Interval Extension of Neural Network Models for the Electrochemical Behavior of High-Temperature Fuel Cells

Abstract

In various research projects, it has been demonstrated that feedforward neural network models (possibly extended toward dynamic representations) are efficient means for identifying numerous dependencies of the electrochemical behavior of high-temperature fuel cells. These dependencies include external inputs such as gas mass flows, gas inlet temperatures, and the electric current as well as internal fuel cell states such as the temperature. Typically, the research on using neural networks in this context is focused only on point-valued training data. As a result, the neural network provides solely point-valued estimates for such quantities as the stack voltage and instantaneous fuel cell power. Although advantageous, for example, for robust control synthesis, quantifying the reliability of neural network models in terms of interval bounds for the network’s output has not yet received wide attention.

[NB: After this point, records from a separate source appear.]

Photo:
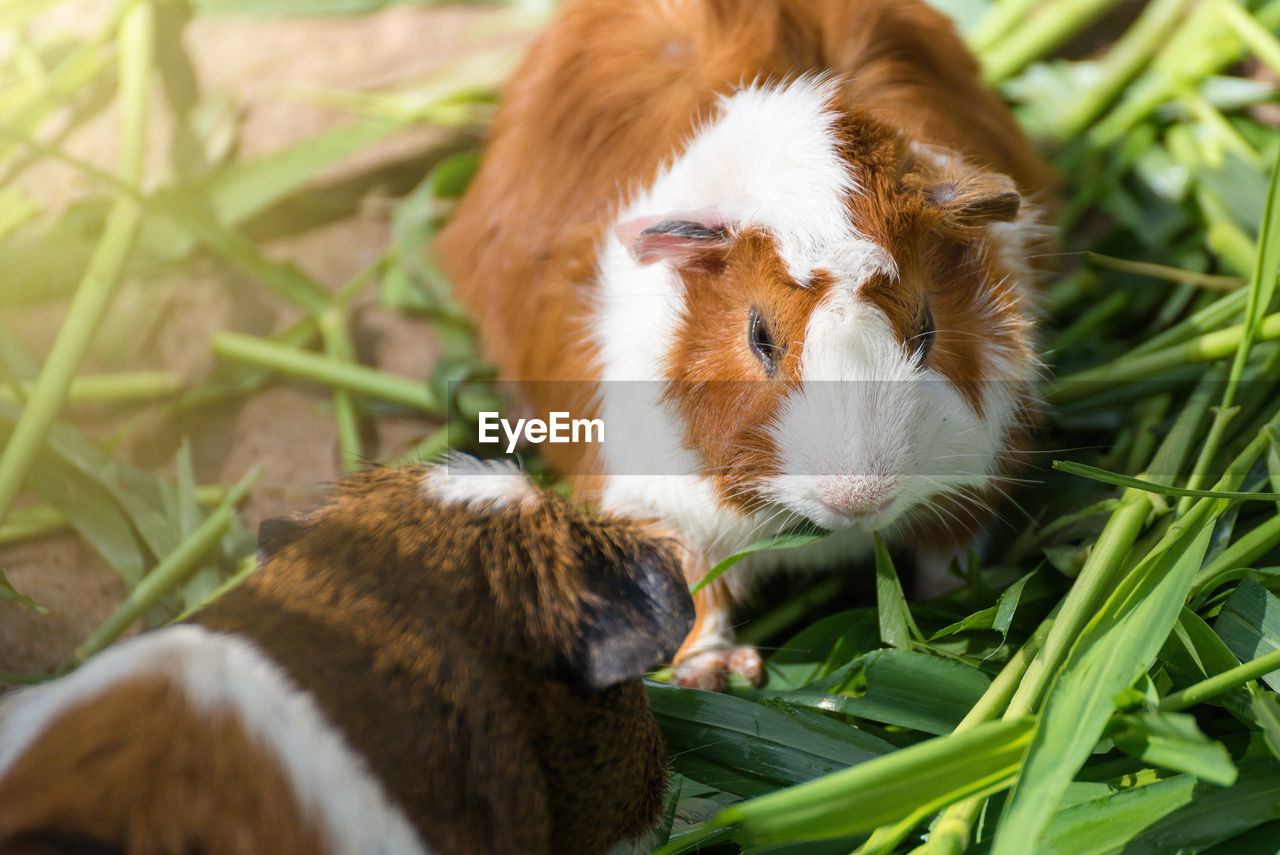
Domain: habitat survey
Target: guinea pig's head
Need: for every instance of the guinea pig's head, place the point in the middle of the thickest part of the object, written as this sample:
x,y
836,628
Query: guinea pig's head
x,y
835,315
521,574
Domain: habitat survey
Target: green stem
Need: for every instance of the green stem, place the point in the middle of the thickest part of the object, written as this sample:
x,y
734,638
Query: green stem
x,y
1261,289
172,571
1242,553
1217,684
954,827
1260,40
319,369
1091,588
1045,31
1124,62
96,289
425,451
339,348
997,22
99,388
1202,348
1200,47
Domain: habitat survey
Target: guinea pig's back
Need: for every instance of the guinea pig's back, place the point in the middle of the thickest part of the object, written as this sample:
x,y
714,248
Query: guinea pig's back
x,y
604,96
611,91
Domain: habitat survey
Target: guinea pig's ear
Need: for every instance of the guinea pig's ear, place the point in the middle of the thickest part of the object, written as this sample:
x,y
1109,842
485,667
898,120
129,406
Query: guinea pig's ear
x,y
676,237
977,199
965,193
275,534
638,617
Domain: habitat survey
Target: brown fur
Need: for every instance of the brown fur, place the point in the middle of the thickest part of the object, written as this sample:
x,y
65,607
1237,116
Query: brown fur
x,y
100,775
483,662
612,90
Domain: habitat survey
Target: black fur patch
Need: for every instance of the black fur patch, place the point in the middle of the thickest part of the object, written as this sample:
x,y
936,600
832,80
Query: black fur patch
x,y
640,618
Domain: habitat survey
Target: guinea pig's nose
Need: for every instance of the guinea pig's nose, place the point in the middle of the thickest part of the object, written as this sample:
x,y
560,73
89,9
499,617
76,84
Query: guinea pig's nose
x,y
856,495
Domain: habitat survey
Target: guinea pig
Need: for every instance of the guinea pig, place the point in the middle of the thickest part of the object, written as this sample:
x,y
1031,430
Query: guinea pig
x,y
437,662
782,250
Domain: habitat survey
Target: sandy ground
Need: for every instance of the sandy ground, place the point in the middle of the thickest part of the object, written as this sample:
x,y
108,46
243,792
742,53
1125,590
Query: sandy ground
x,y
263,67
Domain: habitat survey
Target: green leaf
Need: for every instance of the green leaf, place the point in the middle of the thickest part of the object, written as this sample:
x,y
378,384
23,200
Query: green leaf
x,y
1266,713
1173,741
897,626
417,219
753,748
923,777
1151,487
1116,647
306,8
9,595
822,648
800,535
903,687
1249,625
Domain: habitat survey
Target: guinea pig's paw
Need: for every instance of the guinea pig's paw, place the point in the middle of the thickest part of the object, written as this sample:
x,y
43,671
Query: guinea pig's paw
x,y
709,670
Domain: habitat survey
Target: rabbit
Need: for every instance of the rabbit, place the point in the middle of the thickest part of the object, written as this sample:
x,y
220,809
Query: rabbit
x,y
440,661
786,252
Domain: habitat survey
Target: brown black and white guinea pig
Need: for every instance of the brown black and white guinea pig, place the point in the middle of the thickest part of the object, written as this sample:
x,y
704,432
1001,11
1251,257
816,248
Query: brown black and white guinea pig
x,y
781,250
437,662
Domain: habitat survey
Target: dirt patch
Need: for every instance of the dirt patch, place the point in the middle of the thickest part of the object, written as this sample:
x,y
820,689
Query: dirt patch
x,y
269,69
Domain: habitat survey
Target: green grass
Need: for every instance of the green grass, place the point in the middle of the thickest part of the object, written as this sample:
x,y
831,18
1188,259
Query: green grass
x,y
1106,677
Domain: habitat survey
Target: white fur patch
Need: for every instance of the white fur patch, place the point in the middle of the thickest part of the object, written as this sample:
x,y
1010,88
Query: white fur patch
x,y
871,433
222,672
474,483
769,159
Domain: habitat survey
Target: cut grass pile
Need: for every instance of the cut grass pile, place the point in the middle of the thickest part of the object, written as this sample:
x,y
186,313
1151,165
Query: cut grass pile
x,y
1106,679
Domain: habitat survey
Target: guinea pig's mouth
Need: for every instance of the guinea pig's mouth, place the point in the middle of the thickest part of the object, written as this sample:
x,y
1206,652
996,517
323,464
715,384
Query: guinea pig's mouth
x,y
839,502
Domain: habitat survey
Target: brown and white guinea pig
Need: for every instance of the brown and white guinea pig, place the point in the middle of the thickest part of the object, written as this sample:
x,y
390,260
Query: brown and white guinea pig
x,y
801,227
435,662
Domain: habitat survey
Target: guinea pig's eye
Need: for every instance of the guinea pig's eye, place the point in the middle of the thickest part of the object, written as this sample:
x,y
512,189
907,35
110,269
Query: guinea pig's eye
x,y
922,342
762,343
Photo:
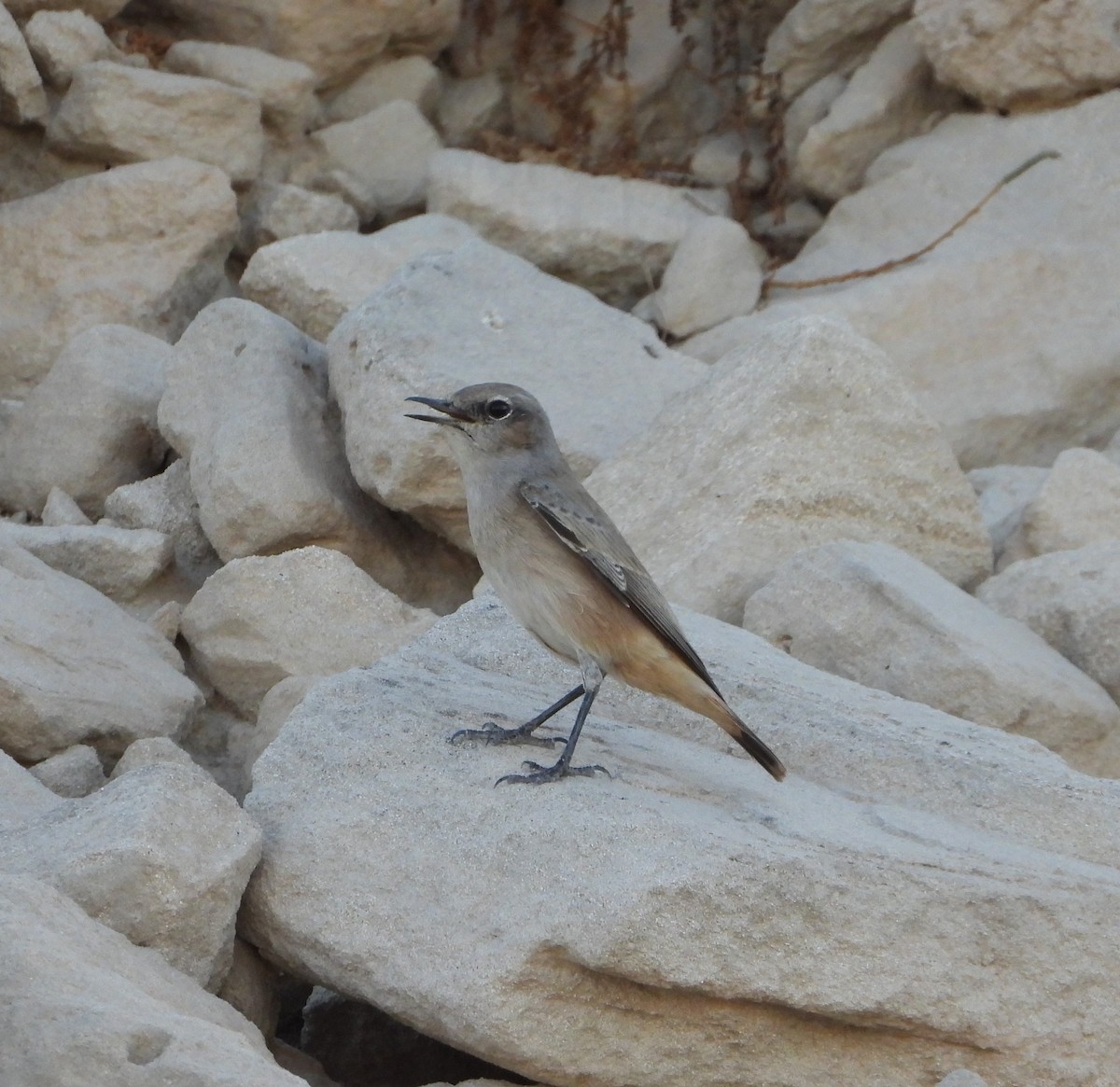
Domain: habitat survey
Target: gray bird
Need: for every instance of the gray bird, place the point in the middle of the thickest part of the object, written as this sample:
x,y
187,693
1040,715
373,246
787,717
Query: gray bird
x,y
567,575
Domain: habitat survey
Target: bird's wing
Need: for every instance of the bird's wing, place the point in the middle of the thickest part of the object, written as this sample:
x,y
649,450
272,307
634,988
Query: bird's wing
x,y
581,525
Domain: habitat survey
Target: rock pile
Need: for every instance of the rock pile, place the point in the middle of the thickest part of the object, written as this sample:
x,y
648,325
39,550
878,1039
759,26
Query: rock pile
x,y
240,612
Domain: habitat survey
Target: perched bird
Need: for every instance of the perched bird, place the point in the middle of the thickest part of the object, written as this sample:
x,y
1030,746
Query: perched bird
x,y
567,575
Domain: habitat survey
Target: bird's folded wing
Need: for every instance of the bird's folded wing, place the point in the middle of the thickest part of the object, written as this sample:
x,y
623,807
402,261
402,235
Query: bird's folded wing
x,y
585,528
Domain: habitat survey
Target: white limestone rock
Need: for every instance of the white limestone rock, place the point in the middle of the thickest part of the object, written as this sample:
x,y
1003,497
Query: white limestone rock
x,y
1072,599
334,37
73,773
76,668
805,437
1078,504
286,89
115,113
711,902
118,562
277,212
474,314
246,405
872,614
309,611
62,41
380,160
821,37
315,279
989,328
143,245
1020,52
889,99
413,78
22,100
715,274
78,1003
161,856
609,234
90,425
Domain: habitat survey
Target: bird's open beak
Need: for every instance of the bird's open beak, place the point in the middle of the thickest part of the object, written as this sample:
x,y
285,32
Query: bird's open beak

In practice, however, such information is essential for optimizing the utilization of the supplied fuel. An additional goal is to make sure that the maximum power point is not exceeded since that would lead to accelerated stack degradation. To solve the data-driven modeling task with the focus on reliability assessment, a novel offline and online parameterization strategy for interval extensions of neural network models is presented in this paper. Its functionality is demonstrated using real-life measured data for a solid oxide fuel cell stack that is operated with temporally varying electric currents and fuel gas mass flows.